A Mantes-la-Jolie, l'équipe de l'espace territorial s'est lancée. Il faut dire que « le taux d'insatisfaction des professionnels était important, la moitié des secteurs vacants, le public mécontent, et le partenariat inexistant », se souvient Agnès Etendard. La phase de diagnostic (un an) a permis à l'équipe de choisir un mode d'organisation par quartier, sans sectorisation, avec un accueil de proximité sans rendez-vous. Autre moment clé, la phase de communication en direction des partenaires, des habitants et des élus communaux. Conséquence ? Un dynamisme retrouvé autour d'un projet d'équipe, des actions innovantes sur les rails, des postes couverts, un partenariat relégitimé et un contrat d'objectif signé avec le conseil général : dix postes supplémentaires accordés à Mantes en contrepartie d'un suivi actif des parcours d'insertion des titulaires du RMI et des enfants placés.

Bien sûr, beaucoup reste à faire. Notamment, encourager les travailleurs sociaux à s'engager dans l'accompagnement social collectif. Si certains sont réticents, la majorité a le sentiment de ne pas savoir faire. Le département des Hauts-de-Seine a formé une centaine de professionnels pour redonner du punch à ceux qui s'essouf- flaient. A défaut de politique, cela peut servir de levier, commente une formatrice. En Seine-et-Marne, 10 % du travail du personnel doit être affecté au développement social local sur tout le territoire. Un objectif inscrit dans le plan de formation du personnel du service social avant de l'être dans le plan inter-services. Ailleurs, dans l'Essonne, le ras-le-bol du traitement individuel allié à la dynamique créée par le grand projet de ville mobilisent l'équipe de la circonscription de Grigny autour d'un nouveau projet de service et d'actions collectives. « Mais il va falloir que l'intendance suive en termes de personnel et de formation », précise Edouard Chastaing, responsable du centre départemental d'action sociale-protection maternelle et infantile.

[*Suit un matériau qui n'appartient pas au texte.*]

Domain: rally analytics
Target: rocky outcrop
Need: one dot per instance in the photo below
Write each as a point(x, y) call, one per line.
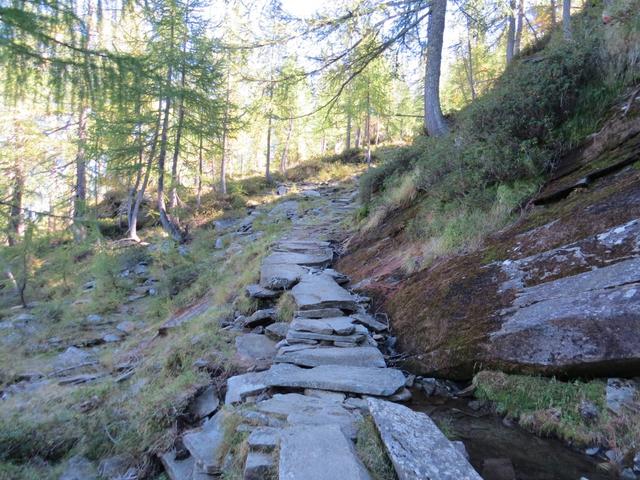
point(558, 292)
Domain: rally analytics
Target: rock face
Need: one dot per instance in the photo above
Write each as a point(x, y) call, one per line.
point(416, 447)
point(556, 293)
point(318, 453)
point(362, 380)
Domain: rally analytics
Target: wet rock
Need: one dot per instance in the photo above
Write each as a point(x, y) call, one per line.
point(362, 380)
point(313, 357)
point(257, 291)
point(498, 469)
point(206, 443)
point(416, 447)
point(79, 468)
point(588, 410)
point(305, 450)
point(205, 404)
point(620, 393)
point(277, 331)
point(321, 291)
point(258, 466)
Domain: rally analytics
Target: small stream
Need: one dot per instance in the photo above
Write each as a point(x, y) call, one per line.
point(486, 436)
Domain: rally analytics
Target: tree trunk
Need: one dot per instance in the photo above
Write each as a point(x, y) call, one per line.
point(199, 191)
point(173, 199)
point(348, 139)
point(470, 75)
point(511, 31)
point(285, 151)
point(16, 212)
point(434, 121)
point(133, 215)
point(519, 27)
point(269, 125)
point(80, 197)
point(566, 19)
point(225, 133)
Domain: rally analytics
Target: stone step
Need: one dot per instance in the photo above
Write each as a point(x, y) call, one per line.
point(416, 446)
point(315, 292)
point(364, 356)
point(318, 452)
point(206, 443)
point(338, 378)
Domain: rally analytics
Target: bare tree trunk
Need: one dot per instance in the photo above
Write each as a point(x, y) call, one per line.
point(566, 19)
point(269, 124)
point(519, 27)
point(225, 134)
point(199, 191)
point(511, 31)
point(80, 197)
point(16, 212)
point(133, 215)
point(469, 69)
point(434, 121)
point(285, 151)
point(348, 140)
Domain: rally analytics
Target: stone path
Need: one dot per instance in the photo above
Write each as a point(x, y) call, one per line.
point(304, 402)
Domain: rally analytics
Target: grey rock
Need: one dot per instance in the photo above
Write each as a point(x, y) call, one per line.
point(320, 313)
point(620, 393)
point(126, 326)
point(498, 469)
point(258, 466)
point(205, 404)
point(264, 439)
point(588, 318)
point(79, 468)
point(260, 318)
point(305, 452)
point(206, 443)
point(253, 348)
point(257, 291)
point(350, 356)
point(315, 292)
point(416, 447)
point(242, 386)
point(280, 276)
point(362, 380)
point(328, 326)
point(277, 331)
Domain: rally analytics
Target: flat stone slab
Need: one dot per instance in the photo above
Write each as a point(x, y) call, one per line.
point(416, 446)
point(318, 452)
point(338, 378)
point(315, 292)
point(364, 356)
point(206, 403)
point(328, 326)
point(280, 276)
point(315, 258)
point(206, 443)
point(321, 313)
point(253, 347)
point(258, 291)
point(243, 386)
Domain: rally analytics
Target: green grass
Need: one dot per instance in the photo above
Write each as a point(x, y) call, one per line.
point(548, 406)
point(371, 451)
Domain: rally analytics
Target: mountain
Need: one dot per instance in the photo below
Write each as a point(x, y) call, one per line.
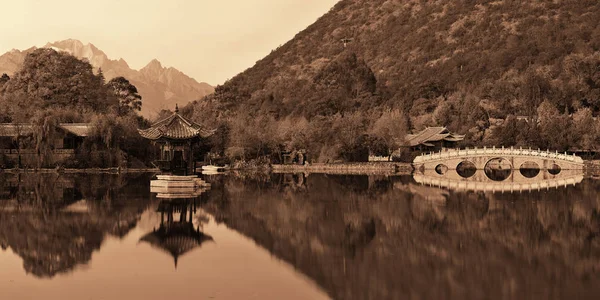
point(160, 87)
point(503, 56)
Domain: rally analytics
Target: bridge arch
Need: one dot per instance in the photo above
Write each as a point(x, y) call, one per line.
point(481, 157)
point(466, 169)
point(529, 169)
point(498, 169)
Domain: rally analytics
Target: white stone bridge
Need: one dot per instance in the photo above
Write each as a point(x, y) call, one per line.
point(516, 182)
point(498, 169)
point(498, 157)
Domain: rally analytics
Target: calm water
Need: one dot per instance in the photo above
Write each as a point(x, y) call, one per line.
point(295, 237)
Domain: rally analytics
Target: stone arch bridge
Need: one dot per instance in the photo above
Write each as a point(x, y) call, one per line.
point(498, 169)
point(498, 157)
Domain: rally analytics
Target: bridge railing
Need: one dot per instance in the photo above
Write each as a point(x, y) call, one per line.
point(453, 153)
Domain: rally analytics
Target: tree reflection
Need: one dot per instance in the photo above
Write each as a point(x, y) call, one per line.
point(55, 222)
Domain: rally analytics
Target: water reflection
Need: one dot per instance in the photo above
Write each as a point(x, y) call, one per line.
point(356, 237)
point(366, 237)
point(56, 222)
point(177, 237)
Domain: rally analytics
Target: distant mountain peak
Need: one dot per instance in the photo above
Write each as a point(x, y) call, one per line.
point(160, 87)
point(154, 65)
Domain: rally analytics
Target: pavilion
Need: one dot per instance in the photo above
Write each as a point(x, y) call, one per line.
point(177, 137)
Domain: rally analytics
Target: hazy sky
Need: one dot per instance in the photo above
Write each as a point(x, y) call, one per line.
point(208, 40)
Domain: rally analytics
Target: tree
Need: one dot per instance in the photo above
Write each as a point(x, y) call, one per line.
point(391, 128)
point(54, 79)
point(3, 79)
point(127, 94)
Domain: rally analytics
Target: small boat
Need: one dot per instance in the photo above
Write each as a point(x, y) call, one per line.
point(176, 177)
point(214, 168)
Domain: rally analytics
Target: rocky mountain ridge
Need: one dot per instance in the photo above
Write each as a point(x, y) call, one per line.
point(160, 87)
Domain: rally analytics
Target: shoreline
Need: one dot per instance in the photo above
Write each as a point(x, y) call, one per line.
point(359, 168)
point(80, 171)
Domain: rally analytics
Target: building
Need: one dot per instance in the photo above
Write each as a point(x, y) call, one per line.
point(433, 139)
point(176, 137)
point(17, 145)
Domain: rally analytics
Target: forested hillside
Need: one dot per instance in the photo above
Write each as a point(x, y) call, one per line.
point(55, 87)
point(411, 64)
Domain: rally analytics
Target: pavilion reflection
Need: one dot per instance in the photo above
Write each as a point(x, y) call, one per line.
point(176, 234)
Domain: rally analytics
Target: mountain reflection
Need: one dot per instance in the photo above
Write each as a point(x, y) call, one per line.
point(55, 222)
point(365, 237)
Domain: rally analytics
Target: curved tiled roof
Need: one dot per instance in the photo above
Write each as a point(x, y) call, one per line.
point(175, 127)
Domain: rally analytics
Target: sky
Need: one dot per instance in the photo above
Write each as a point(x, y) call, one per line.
point(211, 41)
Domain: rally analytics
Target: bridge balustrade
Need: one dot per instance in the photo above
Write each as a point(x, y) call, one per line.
point(445, 154)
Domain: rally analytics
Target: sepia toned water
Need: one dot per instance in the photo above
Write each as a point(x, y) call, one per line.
point(295, 236)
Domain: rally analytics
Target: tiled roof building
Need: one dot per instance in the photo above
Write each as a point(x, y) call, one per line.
point(176, 137)
point(433, 138)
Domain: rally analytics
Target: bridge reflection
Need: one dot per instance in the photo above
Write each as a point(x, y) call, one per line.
point(510, 180)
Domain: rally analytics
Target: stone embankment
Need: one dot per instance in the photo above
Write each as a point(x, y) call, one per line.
point(365, 168)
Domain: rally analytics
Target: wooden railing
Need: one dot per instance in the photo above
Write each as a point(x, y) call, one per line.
point(452, 153)
point(33, 151)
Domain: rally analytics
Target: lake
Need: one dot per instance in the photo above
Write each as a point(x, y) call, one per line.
point(294, 236)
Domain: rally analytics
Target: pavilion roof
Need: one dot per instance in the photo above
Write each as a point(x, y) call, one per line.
point(432, 134)
point(175, 127)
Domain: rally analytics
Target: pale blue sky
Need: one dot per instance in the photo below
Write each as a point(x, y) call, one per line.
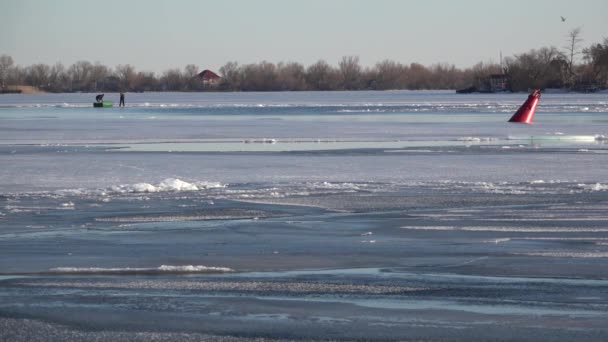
point(156, 35)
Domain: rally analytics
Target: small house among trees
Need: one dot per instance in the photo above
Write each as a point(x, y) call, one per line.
point(209, 78)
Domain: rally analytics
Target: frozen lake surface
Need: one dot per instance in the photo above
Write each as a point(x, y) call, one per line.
point(303, 215)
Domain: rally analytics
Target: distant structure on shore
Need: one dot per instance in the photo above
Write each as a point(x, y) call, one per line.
point(209, 78)
point(495, 83)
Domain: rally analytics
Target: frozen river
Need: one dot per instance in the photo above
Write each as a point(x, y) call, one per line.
point(303, 215)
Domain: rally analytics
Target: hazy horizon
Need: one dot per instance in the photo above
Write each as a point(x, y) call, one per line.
point(156, 36)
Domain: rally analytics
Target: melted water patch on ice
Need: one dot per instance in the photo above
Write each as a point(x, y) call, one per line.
point(148, 270)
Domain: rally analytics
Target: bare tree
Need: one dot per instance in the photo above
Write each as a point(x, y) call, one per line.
point(126, 74)
point(191, 77)
point(389, 75)
point(597, 58)
point(291, 76)
point(230, 76)
point(350, 71)
point(321, 76)
point(99, 73)
point(38, 75)
point(6, 62)
point(572, 50)
point(172, 80)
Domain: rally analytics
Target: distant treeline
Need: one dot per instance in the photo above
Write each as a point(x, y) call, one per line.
point(546, 67)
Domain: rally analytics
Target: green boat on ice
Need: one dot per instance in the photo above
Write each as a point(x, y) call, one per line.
point(104, 104)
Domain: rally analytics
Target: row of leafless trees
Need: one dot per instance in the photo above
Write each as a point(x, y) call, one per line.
point(541, 68)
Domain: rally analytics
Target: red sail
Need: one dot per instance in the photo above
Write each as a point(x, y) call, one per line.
point(525, 113)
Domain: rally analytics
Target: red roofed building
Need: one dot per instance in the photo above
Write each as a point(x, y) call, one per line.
point(209, 77)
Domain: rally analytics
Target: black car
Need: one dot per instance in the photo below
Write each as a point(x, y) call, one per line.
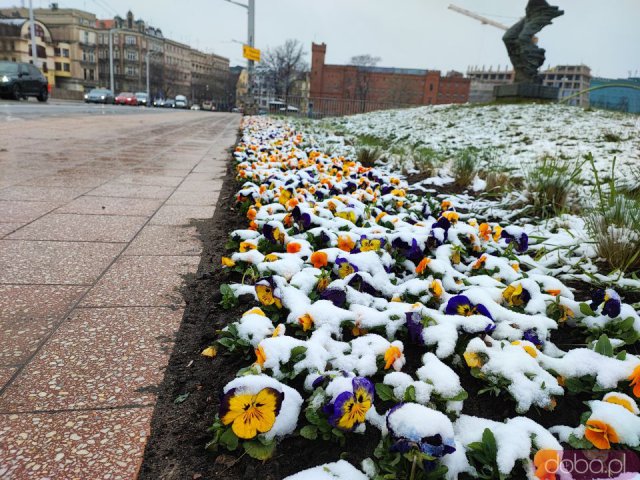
point(22, 80)
point(99, 95)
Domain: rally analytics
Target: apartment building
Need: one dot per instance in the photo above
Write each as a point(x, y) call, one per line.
point(132, 41)
point(76, 47)
point(73, 32)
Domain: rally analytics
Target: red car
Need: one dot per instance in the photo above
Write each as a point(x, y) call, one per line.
point(126, 98)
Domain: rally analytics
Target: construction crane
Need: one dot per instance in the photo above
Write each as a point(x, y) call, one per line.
point(480, 18)
point(483, 20)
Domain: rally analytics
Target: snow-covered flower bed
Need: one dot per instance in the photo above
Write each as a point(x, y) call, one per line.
point(381, 310)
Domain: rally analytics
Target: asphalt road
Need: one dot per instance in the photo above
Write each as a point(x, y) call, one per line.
point(11, 110)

« S'il faut se méfier des effets d'annonce ou d'affichage, le développement social local peut toutefois s'enraciner à partir d'initiatives multiples et de partenariats locaux inédits, reconnaît Chantal Cornier. Mais le chemin sera long. » Dominique Lallemand

LES DÉPARTEMENTS ENCORE PEU ENGAGÉS

Très peu de départements se sont véritablement engagés dans une démarche globale de développement social local. Parmi eux :l'Ariège, qui prévoyait de mettre en place des agents de développement social pour retisser des liens sociaux de proximité (3)  ; l'Eure-et-Loir, dont les circonscriptions s'orientent vers une démarche au niveau des « pays »  ; la Côte-d'Or, dont les travailleurs sociaux ont participé à la phase d'élaboration d'un programme d'aménagement du territoire ; l'Hérault, qui accompagne et forme ses équipes ; la Seine-et-Marne, l'Ille-et-Vilaine… A noter  : huit départements utilisent le terme de développement social dans l'intitulé de leurs services d'action sociale.

Notes

(1)  Les assises franciliennes du développement social, organisées par l'ODAS et l'Andass, les 30 et 31 janvier 2001 à Issy-les-Moulineaux (Hauts-de-Seine)  - Institut du développement social : 13, bd Saint-Michel - 75005 Paris - Tél. 01 56 81 02 69.

(2)  Voir ASH n° 2203 du 23-02-01.

(3)  Selon une étude de l'ODAS, non publiée, réalisée en 1999.